Too many tools lead to a host of well-known problems. Each tool needs to be installed, configured, and operated. Security analytics tools can be complex, requiring well-trained and skilled personnel for operations. Finally, each tool presents its own interpretation of situational awareness based upon the data it analyzes. Gathering a complete perspective of security across the enterprise depends upon experienced analysts’ ability to piece together the output of these siloed security analytics tools. This has proven to be ineffective and inefficient.
I saw this situation several years ago and felt like there had to be a better way. This led me to come up with the security operations and analytics platform architecture or SOAPA (see Figure 1). SOAPA is meant to create technology integration across 4 layers: data management services, software services (i.e. middleware), analytics services, and security operations services.

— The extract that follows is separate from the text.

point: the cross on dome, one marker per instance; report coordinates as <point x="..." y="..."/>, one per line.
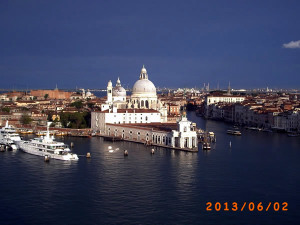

This level of integration would let security analytics tools share and exchange data, allowing analysts to move easily from one tool to another and then pivot to security operations platforms to act upon the data for problem remediation and risk mitigation.
SOAPA integration continues to progress, and organizations that integrate security operations tools report positive results. That’s great, but analysts are still forced to look at different user interfaces for different tools. Yes, they can do this more efficiently now than in the past, but can’t the security community do any better than this?
I believe that it can through a common user interface that supports multiple, and potentially all, security operations tools. This UI could span across SOC processes, from incident detection and triage, through investigations, to case management, and finally security operations actions. Individual analysts could customize the interface to accommodate their job responsibilities, experience level, and even their favorite colors. Heck, there could even be a version of the UI for CISOs and business managers to keep track of security status, tailored to their specific skill sets and requirements.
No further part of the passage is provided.